Yasa koyucu Anayasa'ya aykırı olmamak koşuluyla bir uzmanlık alanında çalışanlara diğerlerine göre sunulan hizmet, hizmeti sunan kamu görevlisinin unvanı ve diğer özelliklerini gözeterek daha fazla tazminat ödemeyi uygun görebilir. Kamu kurum ve kuruluşlarında görev yapan tabiplere tazminat ödenmesinin öngörülüp öngörülmemesi kadar bunun hangi uzmanlık alanı veya unvana göre ne oranda uygulanacağının belirlenmesi de Anayasa çerçevesinde Yasa koyucunun takdir yetkisi içindedir.

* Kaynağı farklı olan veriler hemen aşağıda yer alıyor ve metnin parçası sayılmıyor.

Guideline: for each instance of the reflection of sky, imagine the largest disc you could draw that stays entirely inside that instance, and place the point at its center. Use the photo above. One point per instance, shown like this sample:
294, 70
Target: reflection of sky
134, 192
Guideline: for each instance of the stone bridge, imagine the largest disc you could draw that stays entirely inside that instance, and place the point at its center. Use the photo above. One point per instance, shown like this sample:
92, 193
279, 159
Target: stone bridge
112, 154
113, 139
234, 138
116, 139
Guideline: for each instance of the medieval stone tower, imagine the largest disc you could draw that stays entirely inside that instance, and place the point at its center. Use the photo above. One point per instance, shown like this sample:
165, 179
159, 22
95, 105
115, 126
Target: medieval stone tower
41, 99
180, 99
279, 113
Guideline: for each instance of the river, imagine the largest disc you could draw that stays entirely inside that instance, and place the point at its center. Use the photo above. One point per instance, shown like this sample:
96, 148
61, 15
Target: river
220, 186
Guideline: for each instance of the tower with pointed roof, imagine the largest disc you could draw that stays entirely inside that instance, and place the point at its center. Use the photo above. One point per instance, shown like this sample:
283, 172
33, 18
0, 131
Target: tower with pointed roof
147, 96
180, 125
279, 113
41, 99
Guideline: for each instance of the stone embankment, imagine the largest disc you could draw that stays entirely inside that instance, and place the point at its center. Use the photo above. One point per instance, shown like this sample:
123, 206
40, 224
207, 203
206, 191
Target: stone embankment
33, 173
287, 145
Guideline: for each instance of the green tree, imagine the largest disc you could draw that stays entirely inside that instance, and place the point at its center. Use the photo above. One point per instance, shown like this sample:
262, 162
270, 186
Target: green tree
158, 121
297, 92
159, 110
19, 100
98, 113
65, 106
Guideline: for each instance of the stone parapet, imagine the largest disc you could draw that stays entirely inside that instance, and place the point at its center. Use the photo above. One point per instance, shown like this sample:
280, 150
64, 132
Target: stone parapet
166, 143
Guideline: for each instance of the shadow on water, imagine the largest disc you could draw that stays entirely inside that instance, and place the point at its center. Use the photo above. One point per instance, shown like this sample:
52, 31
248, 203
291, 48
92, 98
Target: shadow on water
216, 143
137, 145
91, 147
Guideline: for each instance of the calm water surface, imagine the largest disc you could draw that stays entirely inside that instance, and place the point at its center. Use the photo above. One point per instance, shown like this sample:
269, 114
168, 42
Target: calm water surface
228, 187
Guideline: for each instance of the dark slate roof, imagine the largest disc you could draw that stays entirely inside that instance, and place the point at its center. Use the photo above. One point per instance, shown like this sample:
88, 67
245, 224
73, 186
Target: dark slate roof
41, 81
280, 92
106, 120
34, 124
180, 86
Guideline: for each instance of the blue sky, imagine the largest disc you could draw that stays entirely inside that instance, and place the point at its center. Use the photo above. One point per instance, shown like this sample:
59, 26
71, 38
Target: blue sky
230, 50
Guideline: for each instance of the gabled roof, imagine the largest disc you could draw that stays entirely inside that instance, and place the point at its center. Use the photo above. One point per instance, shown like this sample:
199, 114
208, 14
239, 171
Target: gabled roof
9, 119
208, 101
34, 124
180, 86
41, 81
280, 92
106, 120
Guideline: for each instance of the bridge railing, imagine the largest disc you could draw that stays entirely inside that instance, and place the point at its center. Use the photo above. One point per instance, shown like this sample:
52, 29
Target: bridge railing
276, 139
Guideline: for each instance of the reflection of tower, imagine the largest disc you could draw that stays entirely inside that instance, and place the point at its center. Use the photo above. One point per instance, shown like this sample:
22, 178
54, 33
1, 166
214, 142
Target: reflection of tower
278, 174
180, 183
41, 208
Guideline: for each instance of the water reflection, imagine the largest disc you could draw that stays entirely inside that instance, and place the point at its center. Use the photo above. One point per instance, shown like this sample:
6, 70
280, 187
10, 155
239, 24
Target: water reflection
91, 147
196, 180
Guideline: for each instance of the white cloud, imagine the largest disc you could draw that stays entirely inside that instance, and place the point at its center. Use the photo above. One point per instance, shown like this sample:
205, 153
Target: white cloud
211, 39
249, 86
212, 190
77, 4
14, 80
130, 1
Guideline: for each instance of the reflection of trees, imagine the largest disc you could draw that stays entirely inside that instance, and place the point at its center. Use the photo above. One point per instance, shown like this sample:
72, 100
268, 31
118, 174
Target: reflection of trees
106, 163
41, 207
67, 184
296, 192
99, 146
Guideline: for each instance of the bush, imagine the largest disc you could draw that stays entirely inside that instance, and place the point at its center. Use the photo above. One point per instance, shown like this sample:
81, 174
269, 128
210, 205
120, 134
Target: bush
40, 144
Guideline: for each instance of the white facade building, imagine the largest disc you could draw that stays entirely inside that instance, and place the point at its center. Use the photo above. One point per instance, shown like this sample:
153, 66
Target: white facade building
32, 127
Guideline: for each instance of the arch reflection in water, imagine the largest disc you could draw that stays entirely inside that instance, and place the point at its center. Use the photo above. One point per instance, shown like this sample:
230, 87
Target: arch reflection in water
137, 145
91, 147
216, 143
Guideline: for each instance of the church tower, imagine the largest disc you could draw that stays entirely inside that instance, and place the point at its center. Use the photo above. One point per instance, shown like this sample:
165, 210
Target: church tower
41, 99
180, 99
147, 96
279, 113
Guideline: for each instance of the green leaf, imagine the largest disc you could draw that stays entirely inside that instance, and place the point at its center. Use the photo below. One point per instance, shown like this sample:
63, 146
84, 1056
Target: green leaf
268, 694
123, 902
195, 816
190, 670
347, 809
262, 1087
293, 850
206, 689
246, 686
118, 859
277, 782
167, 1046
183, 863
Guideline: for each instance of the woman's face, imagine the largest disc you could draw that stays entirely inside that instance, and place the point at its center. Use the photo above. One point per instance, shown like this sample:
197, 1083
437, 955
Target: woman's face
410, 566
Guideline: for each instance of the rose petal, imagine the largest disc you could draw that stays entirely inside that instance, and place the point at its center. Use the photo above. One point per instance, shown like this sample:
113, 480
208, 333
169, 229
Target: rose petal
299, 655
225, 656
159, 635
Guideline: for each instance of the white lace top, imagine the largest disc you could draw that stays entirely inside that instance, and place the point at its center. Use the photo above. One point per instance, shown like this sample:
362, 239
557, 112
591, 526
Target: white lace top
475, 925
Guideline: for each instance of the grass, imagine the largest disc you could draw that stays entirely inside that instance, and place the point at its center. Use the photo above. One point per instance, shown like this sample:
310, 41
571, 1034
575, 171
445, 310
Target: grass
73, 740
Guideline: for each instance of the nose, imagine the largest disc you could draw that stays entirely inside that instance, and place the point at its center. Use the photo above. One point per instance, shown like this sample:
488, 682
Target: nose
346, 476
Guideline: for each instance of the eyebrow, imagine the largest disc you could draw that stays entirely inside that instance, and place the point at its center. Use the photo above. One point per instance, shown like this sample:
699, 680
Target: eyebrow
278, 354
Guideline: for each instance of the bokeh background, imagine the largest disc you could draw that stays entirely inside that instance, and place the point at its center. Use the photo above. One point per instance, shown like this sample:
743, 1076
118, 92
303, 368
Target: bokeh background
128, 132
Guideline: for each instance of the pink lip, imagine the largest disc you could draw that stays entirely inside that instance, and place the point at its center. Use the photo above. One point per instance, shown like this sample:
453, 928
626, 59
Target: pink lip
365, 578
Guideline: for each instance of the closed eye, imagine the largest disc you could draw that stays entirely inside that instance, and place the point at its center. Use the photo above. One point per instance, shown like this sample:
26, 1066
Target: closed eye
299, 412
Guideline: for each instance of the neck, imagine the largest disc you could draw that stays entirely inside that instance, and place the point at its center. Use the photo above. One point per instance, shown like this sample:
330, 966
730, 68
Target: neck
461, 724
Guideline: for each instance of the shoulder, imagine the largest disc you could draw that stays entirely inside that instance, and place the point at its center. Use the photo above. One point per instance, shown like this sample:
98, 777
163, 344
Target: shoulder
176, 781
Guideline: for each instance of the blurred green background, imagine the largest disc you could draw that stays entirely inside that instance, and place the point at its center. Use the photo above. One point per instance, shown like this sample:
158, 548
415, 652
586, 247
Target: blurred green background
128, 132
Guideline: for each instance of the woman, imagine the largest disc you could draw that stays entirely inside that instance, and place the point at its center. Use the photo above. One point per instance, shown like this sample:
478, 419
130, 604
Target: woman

Diş tabipliği mesleği tabiplik mesleğinin bir kolu olmakla beraber diğer tıp uzmanlıklarından ayrılmaktadır. Diş tabiplerinin diğer tabiplerden farklı fakültelerden mezun olmaları, 1219 sayılı Tababet ve Şuabatı San'atlarının Tarzı İcrasına Dair Kanun'da tabipler ve diş tabipleri için ayrı bölümler bulunması, diş tabiplerinin uzmanlık sınavının (DUS) tıpta uzmanlık sınavından (TUS) ayrı yapılması bu farklılığı göstermektedir. Bu durumda TSK'da görevli diş tabiplerinin her zaman ve her koşulda TSK'da görevli diğer tabiplerle aynı hukuki statüde oldukları ve dolayısıyla aynı kurallara tabi olmaları gerektiği söylenemez.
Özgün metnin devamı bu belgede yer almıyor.